Presidente da Câmara afirmou que seria um erro deixar as emendas unicamente a cargo do Poder Executivo

  • Por Jovem Pan
  • 11/11/2021 19h53
Pablo Valadares/Câmara dos Deputados O presidente da Câmara, Arthur Lira Presidente da Câmara, Arthur Lira havia pedido que STF não suspendesse emendas

O presidente da Câmara dos Deputados, Arthur Lira (PP-AL), defendeu um projeto de lei que tornasse as ‘emendas de relator’ mais transparentes, após o Supremo Tribunal Federal (STF) suspender os pagamentos dessa modalidade. As emendas desse tipo se tornaram conhecidas pelo nome de ‘orçamento secreto‘, por terem menos transparência que as demais. Elas são apontadas unicamente pelo relator do projeto de lei do orçamento na Câmara e seriam usadas pelo governo para agradar os congressistas e conseguir votos em projetos importantes. O STF suspendeu os pagamentos em julgamento que durou entre terça, 9, e quarta, 10, por 8 votos a 2. Agora, Lira afirma que respeitará a decisão da corte e buscará uma forma de ter mais transparência no tema.
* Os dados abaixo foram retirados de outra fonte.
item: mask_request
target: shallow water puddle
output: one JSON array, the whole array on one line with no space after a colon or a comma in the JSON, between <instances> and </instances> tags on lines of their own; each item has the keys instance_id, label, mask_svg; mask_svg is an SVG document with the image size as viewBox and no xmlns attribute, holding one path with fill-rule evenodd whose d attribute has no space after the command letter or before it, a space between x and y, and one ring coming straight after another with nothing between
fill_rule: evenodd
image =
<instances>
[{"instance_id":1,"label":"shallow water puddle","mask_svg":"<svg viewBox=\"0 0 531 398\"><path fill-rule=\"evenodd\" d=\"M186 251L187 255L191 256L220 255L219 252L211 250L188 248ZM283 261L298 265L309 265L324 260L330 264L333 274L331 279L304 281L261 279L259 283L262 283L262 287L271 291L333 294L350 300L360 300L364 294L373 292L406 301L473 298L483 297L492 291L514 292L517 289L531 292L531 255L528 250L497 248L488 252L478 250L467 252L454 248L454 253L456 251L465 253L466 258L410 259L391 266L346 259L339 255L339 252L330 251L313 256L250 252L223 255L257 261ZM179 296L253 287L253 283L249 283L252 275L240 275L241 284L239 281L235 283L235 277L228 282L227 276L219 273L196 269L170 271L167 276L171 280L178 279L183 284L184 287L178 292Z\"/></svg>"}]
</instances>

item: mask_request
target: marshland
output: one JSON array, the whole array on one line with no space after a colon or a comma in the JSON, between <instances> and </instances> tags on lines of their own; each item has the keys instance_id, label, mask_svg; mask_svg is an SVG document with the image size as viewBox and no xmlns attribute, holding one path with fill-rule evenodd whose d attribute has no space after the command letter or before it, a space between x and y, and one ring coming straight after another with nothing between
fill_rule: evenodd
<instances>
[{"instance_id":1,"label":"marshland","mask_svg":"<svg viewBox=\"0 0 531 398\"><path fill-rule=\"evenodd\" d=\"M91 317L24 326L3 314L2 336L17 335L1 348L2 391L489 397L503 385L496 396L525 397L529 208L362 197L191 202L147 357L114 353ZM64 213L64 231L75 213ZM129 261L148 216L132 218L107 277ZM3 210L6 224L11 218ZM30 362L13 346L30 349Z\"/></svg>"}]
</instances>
“Decisão não se comenta, decisão se cumpre e se contesta. Há uma discussão e ela é transversal a respeito desse assunto. Ela tem uma narrativa, e a nós só vai caber esclarecer mais ainda, com mais transparência, propondo o que pode ser possível com um projeto de lei que altera a resolução zero um para ficar mais transparente. Neste momento, em vez de se criticar o que tecnicamente não se conhece, é importante que se dê oportunidade ao Parlamento, que sempre foi aberto, que modifica a vida das pessoas com essas emendas, a chance de explicar e de deixar este debate mais claro, sem politizá-lo como tudo que vem acontecendo no Brasil”, disse Lira, durante participação em um evento que comemora os 25 anos da Comunidade dos Países da Língua Portuguesa (CPLP), em Lisboa. Segundo o deputado, seria um erro deixar somente a cargo de executivo decidir para onde iriam as emendas. “Aí sim que nem a imprensa, nem os deputados, nem a população saberão da discricionariedade”, afirmou.